The Marketing of a Made-Up Holiday

Hug Me
Dubious Brand-Led Holidays Holding Us Hostage

Groundhog Day, having just passed, seems like the wackiest, most made-up holiday, but at least it is not selling you anything.

Most everything about Valentine’s Day has design and marketing written all over it — from the graphic representation of a vital organ being a mold for candy to the weird, winged-baby firing arrows at unsuspecting passersby.

Love Does Cost a Thing

Many experts regard Valentine’s Day as the second-busiest holiday buying season every year. Cosmetics, jewelry and gadgets are often given as Valentine’s Day gifts; but just about any company can come up with a Valentine’s Day marketing campaign that’s perfectly gift-able. It is all a nice boost for retailers during the typically slower months of January and February.

Today, Hallmark reports Valentine’s Day is the second most popular holiday for card sending with 141 million cards sent per year. Okay, we’ll give Hallmark and Hershey’s the credit for modern Valentine’s Day.

Average annual spending on Valentine’s Day is over 3 billion dollars! Each average consumer spends over $115. And the average number of children conceived on Valentine’s Day is over 11, 000 in the US alone.

Valentine’s day is a cautionary tale. The example being “Buy her stuff or she won’t love you.” This is great, almost forceful marketing. Mother’s Day (and Father’s Day, kinda) is the same way.

Christmas = Money

Think about the Christmas season – promotions and sales have become such a major part of the cultural conversation that they have spawned an entirely new holiday called Black Friday. And before Coca-Cola made Santa Claus into a jolly, red-cheeked fat man, Christmas was a day to celebrate Jesus. Then the marketers got hold of it.
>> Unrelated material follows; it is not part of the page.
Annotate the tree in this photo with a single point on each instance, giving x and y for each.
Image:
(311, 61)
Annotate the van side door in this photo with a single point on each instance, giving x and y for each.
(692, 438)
Now, Christmas generates over 3 trillion dollars in the US alone. Of course, the Christmastime holidays play up the friends and family bit, complete with fuzzy nostalgia.

It’s hard to know exactly how much advertising has affected history. Santa is an evolutionary figure, formed over the years, and capitalized upon by brilliant branding.

Love Thy Mother (and Father and Grandparents)

It wasn’t enough for Mother’s to have a day to celebrate them, but father’s weaseled their way into the mix, followed by those stealthy grandparents of ours. Because of its heavy emotional component, Mother’s Day offers companies an opportunity to sell you on more than a product.

Mother’s Day is a Kleenex-fest, same as Valentine’s Day, by warning that you better buy mom some flowers or she will think you don’t love her (this is compounded if you have a typical Jewish mother).

Even now as we write this we kinda feel bad, thus proving the marketing works. Hi, Mom!

Father’s Day and Grandparents’ Day are brilliant afterthoughts to Mother’s Day. Why not use the same guilty method and try to market up the calendar even more? It’s no wonder a term like “Hallmark Holidays” exists.

And On to the Next Fake Holiday…

Market is a force that follows the opportunities, and sometimes make them, capitalizing on desires such as love. It’s not necessarily a bad thing, but we should not be proud of what happened to Valentine’s Day. It just proves designers and marketers are powerful.

In recent years, bolstering awareness has been another popular reason to craft a celebration. Though special interest groups often spearhead these initiatives, sometimes a day is granted importance just because a particularly enthusiastic individual thinks it should be. Hallmark is making Star Wars Day e-cards. May the Fourth be with you.

Now go get your significant other some chocolates.